A word to describe Keane’s impact across different aspects of Irish culture is transcendent – so much so that Hannigan found himself surprised by things he discovered.
“I always find that the book that was in your head is a lot different to the one that’s published,” he says.

“For instance, there's a whole chapter about his influence on rugby and Irish rugby in the last 20 years.
“I'd heard and I'd read a couple of things like about rugby players and paying tribute to Roy Keane but, when I got into it, I realised it was actually a bigger thing than I thought, because [Jonathan] Sexton, Donncha O’Callaghan, you know, all these people, [Ronan] O'Gara, Alan Quinlan, all these people have spoken about him in the most glowing terms and substantive terms in terms of he has changed their mindset and affected how they approach their own sport.
“That, to me, was remarkable. I know Roy Keane has become a huge rugby fan, as have lots of people in Ireland have in the last 20 years, but that didn't exist for us in the 1970s and 1980s. Like, rugby was literally a sport that belonged to another demographic that was not us.”
Of course, demographics have changed.
“If you look at the Evening Echo, which I did, for August 1971 – the month he was born – if you just look at the ads, everything was for rent, they couldn't afford to buy anything,” Hannigan says.
“Four percent of people in the 1970s has a college degree and when we look at his life, he's intertwined with all that change.
“He came out of the grim 1970s, he was unemployed in the 1980s, like hundreds of thousands of Irish people of all ages were, and then he got rich in the 1990s. Not everybody in Ireland got rich in the 1990s, but the circumstances for a lot of people changed.
“His circumstances improved a lot more than all the rest of us, but again, that was down to hard work. He had this incredible work ethic and still has – even though he's in his mid-50s, and has enormous sums of money made that he worked very hard for, he's still out there doing work.

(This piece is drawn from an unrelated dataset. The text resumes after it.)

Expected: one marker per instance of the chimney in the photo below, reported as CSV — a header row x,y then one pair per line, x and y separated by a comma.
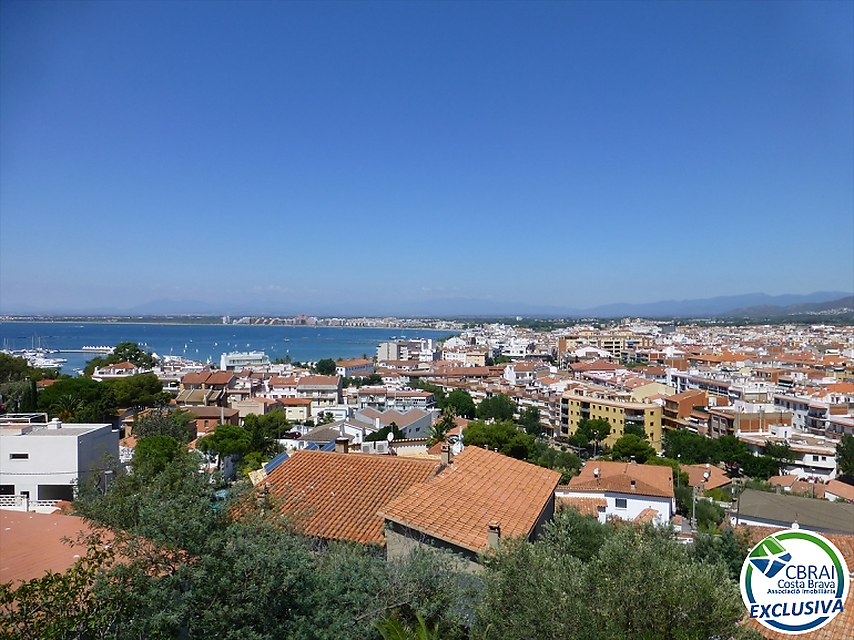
x,y
493,535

“He could sit back by the pool at this stage of his life.”

And so what lies in Keane’s future? Nothing would be a shock, Hannigan feels.

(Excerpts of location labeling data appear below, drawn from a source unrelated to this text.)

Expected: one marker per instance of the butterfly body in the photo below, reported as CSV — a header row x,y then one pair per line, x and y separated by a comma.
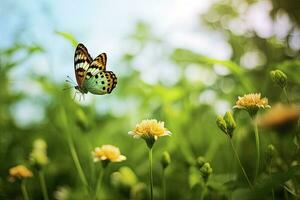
x,y
91,74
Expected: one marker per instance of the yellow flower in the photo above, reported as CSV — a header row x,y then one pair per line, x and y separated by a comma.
x,y
252,102
20,172
38,156
149,128
108,153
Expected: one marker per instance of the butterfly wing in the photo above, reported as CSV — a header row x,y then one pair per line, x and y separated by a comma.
x,y
82,61
102,83
97,65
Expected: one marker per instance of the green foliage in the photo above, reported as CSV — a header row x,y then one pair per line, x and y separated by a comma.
x,y
72,129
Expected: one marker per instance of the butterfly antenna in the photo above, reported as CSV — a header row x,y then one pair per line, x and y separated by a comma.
x,y
70,80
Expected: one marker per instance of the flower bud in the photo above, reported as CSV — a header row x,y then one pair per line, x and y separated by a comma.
x,y
206,171
165,160
221,124
279,78
230,123
38,156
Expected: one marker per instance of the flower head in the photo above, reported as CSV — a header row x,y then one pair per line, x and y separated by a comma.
x,y
38,155
108,153
20,172
252,102
150,130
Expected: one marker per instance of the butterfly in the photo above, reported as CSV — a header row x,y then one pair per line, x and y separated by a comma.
x,y
91,74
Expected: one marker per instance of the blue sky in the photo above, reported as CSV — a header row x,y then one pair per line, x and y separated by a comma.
x,y
103,26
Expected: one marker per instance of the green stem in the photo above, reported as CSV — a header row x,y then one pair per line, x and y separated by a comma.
x,y
240,163
270,173
286,95
203,192
73,151
257,149
24,190
43,185
150,174
76,162
99,182
164,185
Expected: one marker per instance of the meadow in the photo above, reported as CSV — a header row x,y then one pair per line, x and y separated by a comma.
x,y
203,128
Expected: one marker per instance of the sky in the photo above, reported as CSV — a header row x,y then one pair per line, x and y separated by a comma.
x,y
104,26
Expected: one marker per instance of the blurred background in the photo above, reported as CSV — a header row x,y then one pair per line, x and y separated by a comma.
x,y
182,62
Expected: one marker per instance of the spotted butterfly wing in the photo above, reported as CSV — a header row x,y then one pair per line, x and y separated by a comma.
x,y
91,75
97,65
82,61
102,83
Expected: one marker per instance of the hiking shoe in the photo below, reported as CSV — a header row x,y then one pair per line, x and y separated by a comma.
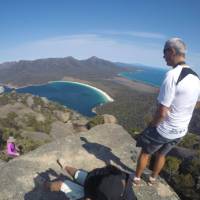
x,y
61,162
39,181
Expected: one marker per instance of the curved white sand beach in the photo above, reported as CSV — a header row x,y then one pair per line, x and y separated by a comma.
x,y
105,95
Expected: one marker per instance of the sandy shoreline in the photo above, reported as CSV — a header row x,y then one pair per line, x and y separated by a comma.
x,y
136,85
108,98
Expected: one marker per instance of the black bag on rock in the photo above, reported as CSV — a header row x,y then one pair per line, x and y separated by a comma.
x,y
109,183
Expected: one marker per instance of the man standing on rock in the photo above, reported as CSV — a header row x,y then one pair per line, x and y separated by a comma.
x,y
177,98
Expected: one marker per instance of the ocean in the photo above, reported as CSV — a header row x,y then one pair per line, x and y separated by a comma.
x,y
147,75
72,95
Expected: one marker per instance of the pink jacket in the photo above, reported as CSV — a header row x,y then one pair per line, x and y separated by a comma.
x,y
11,150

“Like, would any of us be surprised if Keane one day just took off the headphones and walked off the set, never featured in the media again?” he says.
“It would be about as likely as anything else, really. And I think, you know, a lot of people criticise what he has become today but we have to forget that none of us in our 50s are what we were in our 20s. Priorities change, interests change and we approach opportunities in a different way.
“He certainly has evolved, perhaps in a more drastic direction than most people. Nobody would be shocked for him to go on and do something different, but he does seem to be enjoying this phase.”